PyPI / TestPyPI tokens live in the macOS Keychain so the Makefile pulls them automatically — no plaintext on disk, no shell-history leaks. First-time (or post-rotation) setup:
make set-token-testpypi # prompts; input hidden as you paste (bash read -rsp)
make set-token-pypi # same, for real PyPI
Each target reads with hidden input, overwrites any existing entry, and keeps the token out of make output and shell history. Per-version flow:
make bump-patch # 0.1.0 → 0.1.1 (or bump-minor / bump-major)
make release-test # publish to TestPyPI
make verify-release-test # install from TestPyPI in a throwaway venv
make release # publish to real PyPI (prompts to type the version)
make verify-release # install from PyPI in a throwaway venv
release-test / release refuse to publish if the current pyproject.toml version is already on the target index, so the loop is always "bump → release-test → verify → release → verify". PyPI never allows re-uploading a version. To rotate a token, revoke the old one at https://pypi.org/manage/account/token/ (or the TestPyPI equivalent) and re-run the matching set-token-* target — it overwrites the Keychain entry.
langchain_diffbot/
├── __init__.py # public re-exports — every user-facing class listed in __all__
├── _base.py # _BaseDiffbotComponent — holds client / async_client; yields them per call (never closes)

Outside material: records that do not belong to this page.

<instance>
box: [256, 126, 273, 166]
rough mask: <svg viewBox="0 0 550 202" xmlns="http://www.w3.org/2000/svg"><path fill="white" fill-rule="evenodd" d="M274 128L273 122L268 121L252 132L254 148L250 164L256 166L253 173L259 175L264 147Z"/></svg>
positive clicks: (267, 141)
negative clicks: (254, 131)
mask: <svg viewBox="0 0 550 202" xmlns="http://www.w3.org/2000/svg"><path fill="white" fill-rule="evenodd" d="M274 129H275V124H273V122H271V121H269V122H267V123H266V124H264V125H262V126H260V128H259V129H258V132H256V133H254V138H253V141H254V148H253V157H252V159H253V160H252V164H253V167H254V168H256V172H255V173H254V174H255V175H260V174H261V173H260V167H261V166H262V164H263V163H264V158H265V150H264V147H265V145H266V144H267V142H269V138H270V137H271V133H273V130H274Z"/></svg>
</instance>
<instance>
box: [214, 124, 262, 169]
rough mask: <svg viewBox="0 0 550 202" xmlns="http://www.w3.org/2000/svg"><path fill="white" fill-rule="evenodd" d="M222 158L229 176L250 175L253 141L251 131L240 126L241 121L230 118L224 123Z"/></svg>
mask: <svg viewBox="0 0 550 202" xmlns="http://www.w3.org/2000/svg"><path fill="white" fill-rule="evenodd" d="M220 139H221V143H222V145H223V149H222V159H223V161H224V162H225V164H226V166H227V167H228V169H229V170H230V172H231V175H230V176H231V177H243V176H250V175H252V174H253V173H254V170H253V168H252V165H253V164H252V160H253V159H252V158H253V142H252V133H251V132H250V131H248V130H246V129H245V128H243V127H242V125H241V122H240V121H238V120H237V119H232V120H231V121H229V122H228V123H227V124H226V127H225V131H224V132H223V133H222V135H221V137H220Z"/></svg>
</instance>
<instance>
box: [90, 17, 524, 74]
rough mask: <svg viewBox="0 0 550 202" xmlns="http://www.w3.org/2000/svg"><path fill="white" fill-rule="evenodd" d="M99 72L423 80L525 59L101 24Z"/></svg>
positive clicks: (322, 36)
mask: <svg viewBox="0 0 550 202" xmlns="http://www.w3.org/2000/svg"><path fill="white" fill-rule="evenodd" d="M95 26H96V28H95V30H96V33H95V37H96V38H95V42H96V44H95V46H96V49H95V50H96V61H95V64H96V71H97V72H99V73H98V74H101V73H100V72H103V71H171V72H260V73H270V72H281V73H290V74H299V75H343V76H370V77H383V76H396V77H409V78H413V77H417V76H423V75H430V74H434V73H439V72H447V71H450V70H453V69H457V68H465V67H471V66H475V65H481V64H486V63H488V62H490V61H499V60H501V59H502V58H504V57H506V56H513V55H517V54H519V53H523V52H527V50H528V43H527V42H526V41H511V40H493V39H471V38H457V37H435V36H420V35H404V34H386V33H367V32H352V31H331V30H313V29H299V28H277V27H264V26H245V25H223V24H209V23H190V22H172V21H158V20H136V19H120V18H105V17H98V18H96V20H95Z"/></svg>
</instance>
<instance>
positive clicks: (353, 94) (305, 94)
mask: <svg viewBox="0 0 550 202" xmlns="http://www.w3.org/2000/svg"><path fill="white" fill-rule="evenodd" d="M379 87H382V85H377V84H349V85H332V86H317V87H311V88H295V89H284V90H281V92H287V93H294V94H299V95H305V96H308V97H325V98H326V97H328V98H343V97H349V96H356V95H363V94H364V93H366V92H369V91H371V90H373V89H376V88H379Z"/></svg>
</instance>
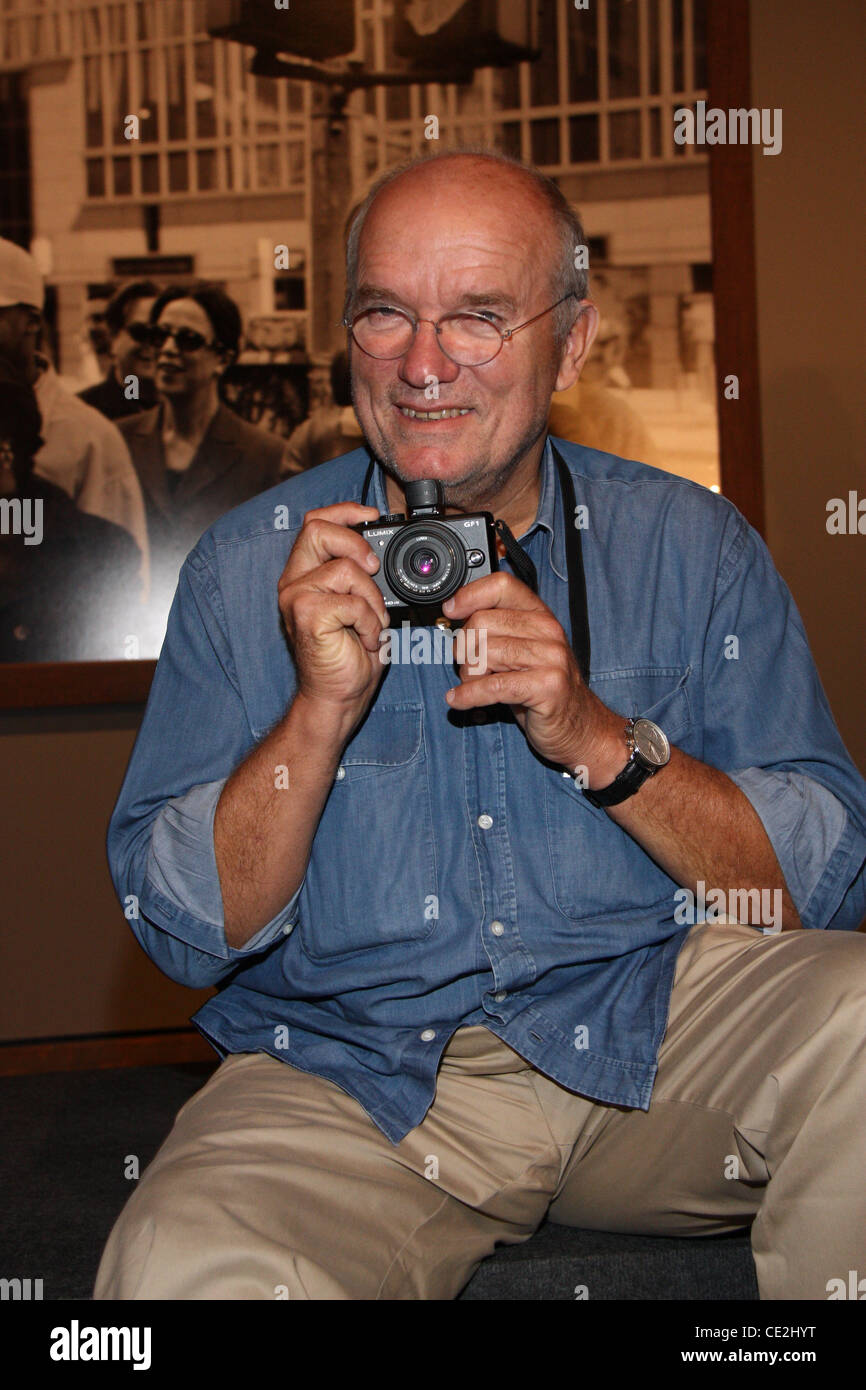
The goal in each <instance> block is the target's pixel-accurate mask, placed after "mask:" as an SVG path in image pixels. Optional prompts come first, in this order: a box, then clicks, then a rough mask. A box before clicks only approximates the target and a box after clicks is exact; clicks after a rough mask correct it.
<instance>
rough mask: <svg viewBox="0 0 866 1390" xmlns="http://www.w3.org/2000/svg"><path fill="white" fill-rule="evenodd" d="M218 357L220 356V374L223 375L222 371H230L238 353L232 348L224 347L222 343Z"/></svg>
mask: <svg viewBox="0 0 866 1390" xmlns="http://www.w3.org/2000/svg"><path fill="white" fill-rule="evenodd" d="M218 357H220V375H222V373H224V371H228V368H229V367H231V364H232V363H234V361H235V360H236V357H238V353H236V352H235V350H234V349H232V347H224V346H222V345H220V352H218Z"/></svg>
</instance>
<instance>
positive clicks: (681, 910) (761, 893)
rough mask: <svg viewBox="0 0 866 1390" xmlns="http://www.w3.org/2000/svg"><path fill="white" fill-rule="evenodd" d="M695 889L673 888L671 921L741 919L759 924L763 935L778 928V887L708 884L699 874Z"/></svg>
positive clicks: (689, 924)
mask: <svg viewBox="0 0 866 1390" xmlns="http://www.w3.org/2000/svg"><path fill="white" fill-rule="evenodd" d="M696 888H698V892H696V894H694V892H692V891H691V888H677V891H676V892H674V902H676V905H677V906H676V908H674V922H676V923H677V924H678V926H681V927H683V926H694V924H695V923H696V922H724V920H727V922H741V923H745V924H746V926H752V927H762V930H763V933H765V935H770V934H773V933H776V931H781V888H728V890H727V891H726V890H724V888H709V890H708V887H706V884H705V881H703V878H699V880H698V883H696Z"/></svg>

├── chat_models.py # ChatDiffbot (wraps `ask`)
├── document_loaders.py # DiffbotExtractLoader, DiffbotCrawlLoader
├── retrievers.py # DiffbotKnowledgeGraphRetriever, DiffbotWebSearchRetriever
├── tools.py # DiffbotExtractTool, DiffbotWebSearchTool, DiffbotEntitiesTool, DiffbotKnowledgeGraphTool, DiffbotAskTool, DiffbotOntologyTool, DiffbotDQLProbeTool
└── py.typed # PEP 561 marker
tests/
├── unit_tests/ # no network — use respx to mock the SDK's httpx calls
└── integration_tests/ # hit real Diffbot; require DIFFBOT_API_TOKEN
New public surfaces go in their own top-level module and get re-exported from __init__.py. tests/unit_tests/test_imports.py asserts the public surface.